Sales people usually make forecasts with optimism; you’ll claim any deal from a customer with a pulse. Yet seasoned sales pros know that a realistic forecast serves them best. Your manager appreciates accurate forecasts and prefers to hear any bad news about forecasts changing sooner than later. Deals fall off of the forecast; it happens. Yet savvy sales pros keep deals on track and don’t forecast them until they are real deals because of the impact forecasts have on manufacturing and production planning.
What’s the Closest Deadline?
Remember, no deadline, no deal. Review your forecast looking for the customer projects with the closest deadline. It’s possible that your customer has overlooked the importance of your contribution to meeting their looming deadline. Your call could save the day.
Call your customer with the closest deadline now. Say, “I was just reviewing your project and noticed that your go-live deadline is in six weeks. We need to get your order in the system to hit your deadline. I don’t want to have a credit hold or shipping issue needlessly delay your order.”
Next call customers and check on their forecast order dates. Say, “I want to make sure that I have your spot reserved in the shipping schedule. Let me double check on when you plan to place your order.”
Do those dates match your forecast? You might be surprised to discover that some deals will speed up and others will drop off the list.

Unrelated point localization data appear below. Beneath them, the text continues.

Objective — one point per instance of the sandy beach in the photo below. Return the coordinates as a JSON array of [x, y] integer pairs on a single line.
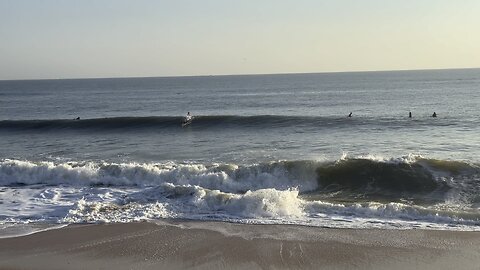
[[218, 245]]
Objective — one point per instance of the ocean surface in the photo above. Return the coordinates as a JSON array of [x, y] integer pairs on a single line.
[[266, 149]]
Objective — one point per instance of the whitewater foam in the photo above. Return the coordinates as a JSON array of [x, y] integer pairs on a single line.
[[284, 192]]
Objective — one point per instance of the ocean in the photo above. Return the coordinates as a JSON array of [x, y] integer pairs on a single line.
[[261, 149]]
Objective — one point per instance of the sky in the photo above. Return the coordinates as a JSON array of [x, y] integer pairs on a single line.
[[143, 38]]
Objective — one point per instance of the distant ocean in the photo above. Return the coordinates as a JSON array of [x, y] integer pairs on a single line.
[[263, 149]]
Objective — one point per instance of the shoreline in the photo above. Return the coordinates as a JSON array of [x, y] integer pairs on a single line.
[[218, 245]]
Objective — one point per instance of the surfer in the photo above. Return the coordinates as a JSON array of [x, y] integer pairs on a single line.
[[187, 120]]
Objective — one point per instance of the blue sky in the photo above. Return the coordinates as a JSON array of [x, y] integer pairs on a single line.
[[116, 38]]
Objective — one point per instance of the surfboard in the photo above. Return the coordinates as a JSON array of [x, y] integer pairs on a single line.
[[186, 122]]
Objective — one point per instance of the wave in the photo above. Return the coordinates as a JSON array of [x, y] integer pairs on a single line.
[[216, 121], [412, 177], [295, 192]]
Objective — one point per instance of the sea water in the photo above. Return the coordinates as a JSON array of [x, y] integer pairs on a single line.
[[276, 149]]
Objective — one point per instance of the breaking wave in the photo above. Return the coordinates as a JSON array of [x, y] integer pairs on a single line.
[[362, 192]]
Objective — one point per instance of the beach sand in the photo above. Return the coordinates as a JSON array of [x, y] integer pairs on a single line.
[[219, 245]]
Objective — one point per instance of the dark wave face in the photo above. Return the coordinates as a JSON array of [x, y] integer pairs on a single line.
[[422, 179], [219, 121]]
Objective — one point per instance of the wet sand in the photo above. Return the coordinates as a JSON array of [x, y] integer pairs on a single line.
[[219, 245]]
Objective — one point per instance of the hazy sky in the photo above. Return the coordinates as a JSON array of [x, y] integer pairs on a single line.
[[118, 38]]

In either case, you’ll likely find a deal or two shakes loose.
Create a Timeline with Milestones
A great way to speed up deals is by creating a timeline with milestones based on what the customer needs to hit their go-live date. A quick discussion can help you illustrate that they need to place an order sooner rather than later. Start with their internal deadline and work backwards.

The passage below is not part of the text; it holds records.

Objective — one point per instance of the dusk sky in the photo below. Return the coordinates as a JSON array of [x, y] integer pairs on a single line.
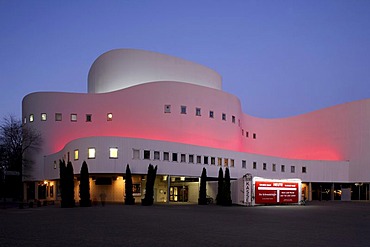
[[280, 58]]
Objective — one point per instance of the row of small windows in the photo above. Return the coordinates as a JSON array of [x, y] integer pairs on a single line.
[[274, 167], [59, 117]]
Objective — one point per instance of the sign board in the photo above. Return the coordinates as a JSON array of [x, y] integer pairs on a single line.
[[276, 191]]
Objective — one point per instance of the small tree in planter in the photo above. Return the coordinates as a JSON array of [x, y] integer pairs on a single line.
[[226, 191], [149, 187], [202, 200], [85, 200], [129, 198], [220, 189]]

For example, “When do you want to go-live? June 1.”
“How long will it take to do the data transfer? One week.”
“How long to train your users? Two weeks.”

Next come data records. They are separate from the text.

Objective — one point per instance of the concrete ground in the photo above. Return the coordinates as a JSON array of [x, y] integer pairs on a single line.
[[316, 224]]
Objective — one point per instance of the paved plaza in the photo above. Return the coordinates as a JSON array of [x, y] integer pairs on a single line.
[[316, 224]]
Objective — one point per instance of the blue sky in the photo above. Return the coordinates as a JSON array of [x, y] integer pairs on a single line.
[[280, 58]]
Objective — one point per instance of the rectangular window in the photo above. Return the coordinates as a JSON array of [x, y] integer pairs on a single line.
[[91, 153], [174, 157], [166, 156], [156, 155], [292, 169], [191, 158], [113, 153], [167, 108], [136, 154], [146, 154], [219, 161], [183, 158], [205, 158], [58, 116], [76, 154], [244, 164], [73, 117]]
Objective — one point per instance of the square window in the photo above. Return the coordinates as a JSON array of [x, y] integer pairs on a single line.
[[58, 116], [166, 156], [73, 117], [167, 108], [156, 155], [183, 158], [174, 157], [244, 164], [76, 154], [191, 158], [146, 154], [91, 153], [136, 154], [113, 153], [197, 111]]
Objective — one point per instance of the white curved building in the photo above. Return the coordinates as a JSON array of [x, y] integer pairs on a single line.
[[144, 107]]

“How long to test the system? One week.”
“How long to install the system? Two weeks. I suggest three weeks because I’ve seen issues getting the required power installed.”
“Right now we are at three-week delivery with shipping times.”
“And how long does it take to get the order through your purchasing process? Two weeks on a good month.”
“And we need to make sure that you’re cleared by the credit department; that takes a week.”
“That means you need to place your order by the end of February to hit your deadline.”
“Let’s get that order in now so that I can reserve your spot with manufacturing, on-site techs, and the training department.”
You get the picture. Notice that the timeline is a blend of their requirements and your requirements. You can often quickly accelerate the deal with this tactic.
Check Their Priorities
Deals get stuck because priorities change. Priority is about the order in which things get done. Sometimes the boss changes budget priorities, meaning that other things will be purchased first. Sometimes projects get rearranged and your project gets sent to the back burner.
Ask, “What’s changed around the priorities of this project? What caused that to happen?”
This question identifies the variables that you may not have known about. Perhaps you can help them understand the implications of their choice. The words you want to hear are, “We hadn’t considered that.” You will be much closer to shaking loose the deal.
Ask, “What has to happen before you launch this project?”
The answer to this question can help you identify their priorities. Look for ways to help them accomplish the tasks required. You may wish to include goods and services in your proposal to help them complete the tasks that are holding up your deal. In some cases, it’s worth it.
What’s it Worth to Proceed?
Find ways to illustrate the value of the project. Ask, “What is the value of moving forward with this project?”
Look for reductions in cash flows that add to the value of the project by cutting long-term operating expenses. Search for increases in productivity that translate into better profits, lower costs, and a more competitive position in the market. Locate ways to reduce risk, providing insurance against unwanted outcomes.
What’s it Cost to Wait?
Look for the costs of not making a decision. Ask, “What would it cost for you to delay your decision?”
Survey for waste in the current processes such as power, cooling, raw materials, inefficient processes, and so forth. These are wasted, never to be seen again. (Reminds me of a college roommate.)
Often you can calculate Return on Investment (ROI) or Total Cost of Ownership (TCO) to determine the increase in efficiency. Calculate the monthly savings for going with your proposal, which is amount of cash that being thrown away. This can be the graphic illustration your customer needs to move on your offer, fast.